Heaven forbid that we, as a Christian institution, share the 'kind of witness' that might accidentally give people the impression that we can accept a person's sins and mistakes, and are more than the intolerant, closed-minded entity that some people believe us to be.
Like it or not, we are a university. We are here to educate and be educated while doing the 'Christian mission' thing. Even sinners deserve to be educated. I don't believe that, by not not having university policies which would punish a young lady who makes a mistake that is against Biblical teaching, Baylor is violating its 'Christian mission.'
Baylor policies, if they truly are intended to reflect Christ's teachings, would embrace these women. It would allow them to stay at Baylor and offer aid to them and their children -- is that not what Jesus would have done? There are other problems with such 'sin-punitive' policies -- where do you draw the line?

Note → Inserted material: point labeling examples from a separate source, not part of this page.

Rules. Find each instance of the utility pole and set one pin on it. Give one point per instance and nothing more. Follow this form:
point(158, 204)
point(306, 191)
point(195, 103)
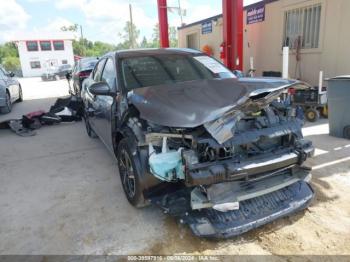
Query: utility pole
point(180, 13)
point(131, 29)
point(82, 38)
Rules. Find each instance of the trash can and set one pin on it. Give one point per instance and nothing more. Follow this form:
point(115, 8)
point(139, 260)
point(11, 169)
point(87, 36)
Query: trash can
point(338, 106)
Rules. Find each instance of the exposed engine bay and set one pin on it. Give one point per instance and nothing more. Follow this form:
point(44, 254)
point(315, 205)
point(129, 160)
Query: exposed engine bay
point(246, 151)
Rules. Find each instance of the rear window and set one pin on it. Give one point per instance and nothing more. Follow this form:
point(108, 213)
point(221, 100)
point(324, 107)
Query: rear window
point(88, 64)
point(154, 70)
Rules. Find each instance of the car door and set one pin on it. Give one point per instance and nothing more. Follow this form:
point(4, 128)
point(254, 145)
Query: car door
point(93, 105)
point(105, 114)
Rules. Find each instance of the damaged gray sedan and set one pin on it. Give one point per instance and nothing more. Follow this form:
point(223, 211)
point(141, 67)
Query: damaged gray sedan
point(224, 155)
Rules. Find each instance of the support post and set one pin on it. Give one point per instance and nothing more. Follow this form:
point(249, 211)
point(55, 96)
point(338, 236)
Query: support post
point(233, 33)
point(285, 62)
point(163, 23)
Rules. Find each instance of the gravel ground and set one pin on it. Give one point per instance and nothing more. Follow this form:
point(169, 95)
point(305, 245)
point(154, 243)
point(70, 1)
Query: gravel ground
point(60, 193)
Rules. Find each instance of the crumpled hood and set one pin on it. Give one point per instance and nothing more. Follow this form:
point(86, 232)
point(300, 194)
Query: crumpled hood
point(194, 103)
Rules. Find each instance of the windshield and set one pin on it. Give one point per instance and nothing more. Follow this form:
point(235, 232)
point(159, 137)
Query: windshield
point(154, 70)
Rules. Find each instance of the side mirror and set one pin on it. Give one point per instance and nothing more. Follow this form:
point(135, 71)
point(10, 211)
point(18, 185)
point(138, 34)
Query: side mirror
point(11, 74)
point(101, 89)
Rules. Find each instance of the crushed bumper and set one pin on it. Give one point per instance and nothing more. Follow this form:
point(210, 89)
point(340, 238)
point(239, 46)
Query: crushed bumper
point(252, 213)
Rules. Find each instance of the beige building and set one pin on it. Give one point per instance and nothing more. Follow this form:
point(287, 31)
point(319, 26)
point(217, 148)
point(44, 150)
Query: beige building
point(317, 32)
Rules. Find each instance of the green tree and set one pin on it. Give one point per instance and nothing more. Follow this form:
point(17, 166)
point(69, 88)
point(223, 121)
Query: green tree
point(155, 37)
point(71, 28)
point(8, 50)
point(129, 36)
point(144, 43)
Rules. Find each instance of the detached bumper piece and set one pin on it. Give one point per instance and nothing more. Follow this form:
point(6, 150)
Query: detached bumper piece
point(252, 213)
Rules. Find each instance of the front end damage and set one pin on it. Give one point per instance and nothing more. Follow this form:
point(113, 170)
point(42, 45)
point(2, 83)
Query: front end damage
point(235, 172)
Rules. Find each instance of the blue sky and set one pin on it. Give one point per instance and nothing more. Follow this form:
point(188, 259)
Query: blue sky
point(101, 19)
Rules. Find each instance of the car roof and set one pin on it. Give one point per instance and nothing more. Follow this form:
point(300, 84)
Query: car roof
point(152, 51)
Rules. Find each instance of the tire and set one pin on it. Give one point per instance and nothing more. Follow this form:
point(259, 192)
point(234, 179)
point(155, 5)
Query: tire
point(312, 115)
point(20, 98)
point(7, 109)
point(129, 170)
point(91, 133)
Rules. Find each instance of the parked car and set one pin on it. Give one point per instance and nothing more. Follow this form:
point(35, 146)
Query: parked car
point(81, 71)
point(10, 91)
point(57, 73)
point(224, 155)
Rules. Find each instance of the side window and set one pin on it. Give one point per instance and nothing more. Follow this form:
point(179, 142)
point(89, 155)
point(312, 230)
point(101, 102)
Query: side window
point(109, 74)
point(98, 70)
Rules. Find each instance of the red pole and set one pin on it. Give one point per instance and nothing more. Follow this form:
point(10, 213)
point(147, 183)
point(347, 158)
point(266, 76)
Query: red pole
point(233, 33)
point(163, 23)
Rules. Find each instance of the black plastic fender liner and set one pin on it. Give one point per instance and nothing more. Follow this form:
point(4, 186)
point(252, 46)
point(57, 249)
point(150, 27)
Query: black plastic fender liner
point(252, 213)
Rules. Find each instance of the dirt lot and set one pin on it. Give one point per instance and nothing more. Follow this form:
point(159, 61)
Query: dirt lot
point(60, 193)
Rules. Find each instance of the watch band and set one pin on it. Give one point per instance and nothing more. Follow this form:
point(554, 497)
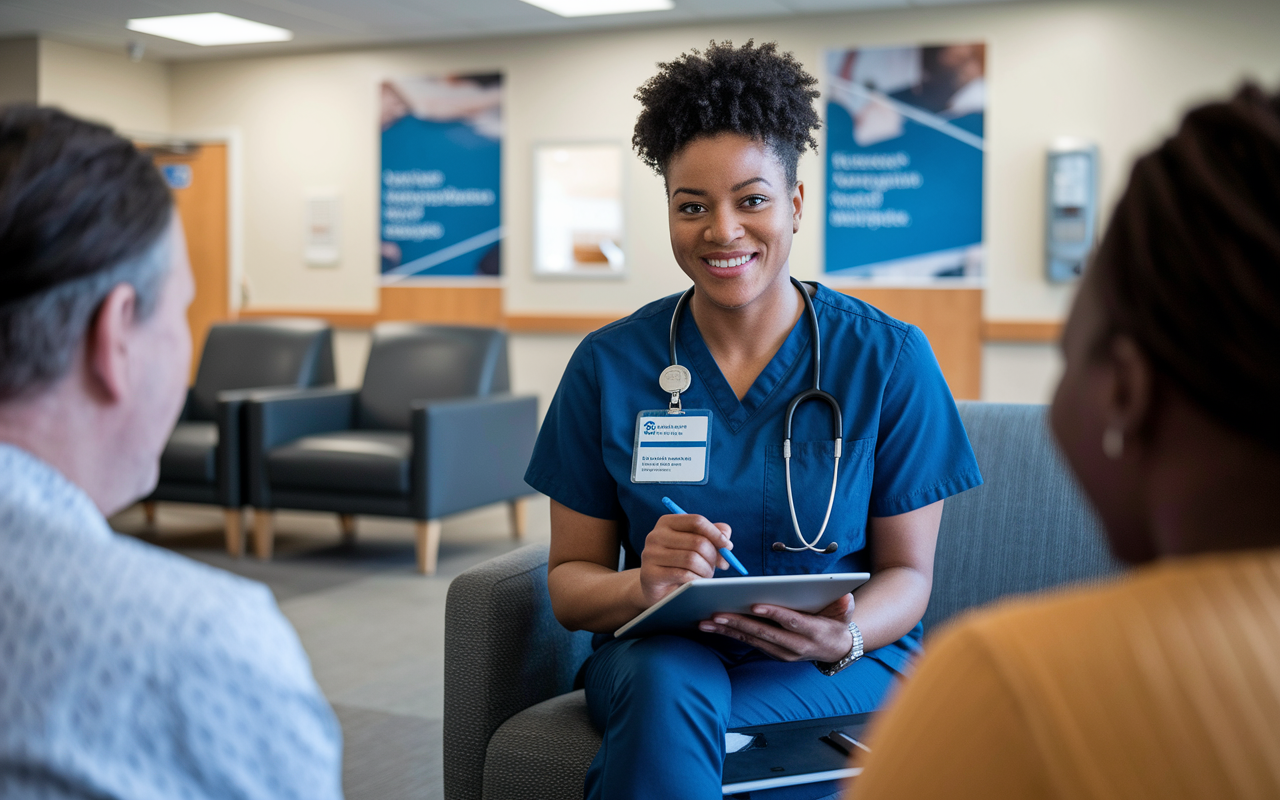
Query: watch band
point(855, 652)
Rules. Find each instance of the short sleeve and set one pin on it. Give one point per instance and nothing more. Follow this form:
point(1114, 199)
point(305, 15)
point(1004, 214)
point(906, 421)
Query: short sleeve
point(568, 456)
point(922, 451)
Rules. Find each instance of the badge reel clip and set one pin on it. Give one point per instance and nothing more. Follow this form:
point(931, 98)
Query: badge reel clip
point(672, 443)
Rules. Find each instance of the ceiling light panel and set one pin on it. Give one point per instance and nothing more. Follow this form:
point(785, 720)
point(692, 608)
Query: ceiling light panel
point(597, 8)
point(209, 30)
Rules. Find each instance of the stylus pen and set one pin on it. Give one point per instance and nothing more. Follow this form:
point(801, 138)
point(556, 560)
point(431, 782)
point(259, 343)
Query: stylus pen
point(734, 562)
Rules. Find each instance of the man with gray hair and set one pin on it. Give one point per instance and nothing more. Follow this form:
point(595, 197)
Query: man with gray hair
point(126, 671)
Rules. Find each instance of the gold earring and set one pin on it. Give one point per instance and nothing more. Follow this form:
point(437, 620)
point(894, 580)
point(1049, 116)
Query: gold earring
point(1112, 442)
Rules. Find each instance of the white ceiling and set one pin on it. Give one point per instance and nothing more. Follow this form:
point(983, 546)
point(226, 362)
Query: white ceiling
point(347, 23)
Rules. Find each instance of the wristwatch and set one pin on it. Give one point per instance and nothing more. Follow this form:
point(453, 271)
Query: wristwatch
point(854, 654)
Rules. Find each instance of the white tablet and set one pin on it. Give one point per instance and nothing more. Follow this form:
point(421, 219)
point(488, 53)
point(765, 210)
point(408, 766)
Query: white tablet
point(699, 599)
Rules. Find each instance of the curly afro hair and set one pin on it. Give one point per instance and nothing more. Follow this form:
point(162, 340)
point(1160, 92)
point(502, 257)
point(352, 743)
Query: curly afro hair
point(752, 90)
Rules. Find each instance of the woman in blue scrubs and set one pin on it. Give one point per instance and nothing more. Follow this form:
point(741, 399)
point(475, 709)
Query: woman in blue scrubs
point(725, 128)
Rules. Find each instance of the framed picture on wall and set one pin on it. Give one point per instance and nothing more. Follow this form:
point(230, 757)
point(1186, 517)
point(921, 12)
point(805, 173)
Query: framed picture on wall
point(579, 222)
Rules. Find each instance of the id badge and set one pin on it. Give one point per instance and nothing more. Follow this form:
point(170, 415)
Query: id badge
point(672, 447)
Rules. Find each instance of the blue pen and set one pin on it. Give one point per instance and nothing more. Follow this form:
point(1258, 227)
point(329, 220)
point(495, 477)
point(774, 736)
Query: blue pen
point(671, 506)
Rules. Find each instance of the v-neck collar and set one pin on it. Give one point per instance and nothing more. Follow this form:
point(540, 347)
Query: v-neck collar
point(734, 411)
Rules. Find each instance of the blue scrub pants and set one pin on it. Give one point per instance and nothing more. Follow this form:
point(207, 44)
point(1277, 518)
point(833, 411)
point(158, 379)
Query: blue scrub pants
point(663, 704)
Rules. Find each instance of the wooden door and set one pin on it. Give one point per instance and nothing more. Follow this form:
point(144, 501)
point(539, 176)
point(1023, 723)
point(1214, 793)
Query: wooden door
point(199, 182)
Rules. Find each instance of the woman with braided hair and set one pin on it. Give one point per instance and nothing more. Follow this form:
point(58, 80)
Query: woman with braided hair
point(1165, 684)
point(725, 129)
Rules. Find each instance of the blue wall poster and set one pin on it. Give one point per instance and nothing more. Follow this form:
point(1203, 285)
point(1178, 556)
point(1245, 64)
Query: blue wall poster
point(904, 163)
point(440, 177)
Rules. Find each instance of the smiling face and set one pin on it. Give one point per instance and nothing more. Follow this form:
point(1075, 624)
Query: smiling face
point(732, 215)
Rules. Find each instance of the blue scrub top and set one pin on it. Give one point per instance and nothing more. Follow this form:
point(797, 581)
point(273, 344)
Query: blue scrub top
point(904, 443)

What sins, since all are equal in the eyes of God, deserve University sanctioned punitive measures? Should we perform background checks on all students to make sure that no transgressions of this nature were committed prior to enrollment? The whole problem reflects a double standard anyway -- has anyone ever thought about those 'sinners' who get the women pregnant outside of marriage? By adjusting policies with the times, Baylor has, intentionally or not, become more fair and more in line with Christ's teachings.
Brown, I invite you to take a course in Christian history. Christianity has 'changed with the times' from the outset. For a Christian institution to refuse to do the same is ludicrous. The beauty and permanence of the Bible lie in its adaptability. Just because we don't take punitive action, or openly speak out against women who become pregnant before marriage doesn't mean that we, as an institution, are declaring the 'sin' acceptable.
Jesus consorted with sinners without condemning them, but I don't hear too many people (other than those hypocritical Pharisees) gripe about Jesus being a hypocrite.
University Scholar '01
Citizens must act, reform campaigns
'Freedom is participation in power.'
However, as it stands today, participation in power is reserved for a handful of multinational corporations and our elected officials who pander their unabashed bribery.
This was the message proclaimed loud and clear by presidential candidate, Ralph Nader, last Wednesday evening at a rally in Austin. Mincing no words, Nader stated that so long as Washington remains fettered by corporate money, the multifarious voices of the American public will not be heard.
Question 1: Do corporations vote? Will RJR-Nabisco, General Motors, Sara Lee and Time-Warner cast a vote on Nov. 7? Of course not! Only U.S. Citizens have the right to vote.
Question 2: Then why are those groups legally allowed to pass millions of dollars to political candidates and parties in return for their support on favorable federal policy? The answer to the second questions is 'because we allow them to!'
If you are concerned about this issue, I urge you to learn more about the Democrat, Republican, Green and Reform Party positions regarding it. Then ask yourself, will the two major party candidates really make an effort to stop these groups from giving them millions of dollars once you elect them into office?
If your answer is even half honest, then the next question must be: Will we continue to allow the few to decide how the rest shall be governed or will we take our democracy back into the hands of the people and vote big business out of office? The decision is in our hands.
On Nov. 7, expect more from your leaders -- vote your hopes, not your fears.